PricingMay 24th, 2013 | By Editorial Staff | Category: Jack Schrock's Blog
The topic has been discussed for years and there doesn’t seem to be a right way that appeals to everybody. On one extreme we have the tower who just pencils in a figure with no explanation or detail. On the other end there is the tower who tells a story with his/her invoice, including pictures, a running narrative and maybe even interviews with bystanders. And, at that level, just preparing the invoice can be a major undertaking that runs up the cost of services.
In a perfect world, it would be great if the tower and customer could agree on a price to begin with. For example, I remember a New York tower who was called on to retrieve a large commercial airliner from the grassy taxiway that had turned into a muddy bog. He talked with his insurance carrier and recovery crew and came up with a fixed price to which the customer agreed. So, preparing the invoice was easy.
But we don’t live in a perfect world and towers are regularly faced with recoveries that require special planning.

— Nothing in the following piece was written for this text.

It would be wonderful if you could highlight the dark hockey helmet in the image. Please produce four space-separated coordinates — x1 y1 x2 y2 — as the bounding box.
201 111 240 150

This process can be compromised by the circumstances at the scene not the least of which is the guy with the badge and gun demanding immediate action. Also, I know of towers who hit the scene taking pictures while developing a recovery plan. Truth be known, the tower who takes the time to evaluate the situation and plan his work is also the guy who usually gets the job done in the least amount of time and often with only minimal additional damage.
Here’s the bottom line: Some towers are so focused on the recovery they do not keep track of important details. So when the customer questions the invoice, the tower has difficulty explaining his charges and even gets mad when questioned because he made a serious effort to get the job done quickly.
So, let’s go back to the old 750 days when there was no way to get ‘er done quickly. In fact, walking and talking was the order of the day and that alone brought us to a consensus long before the invoice was written.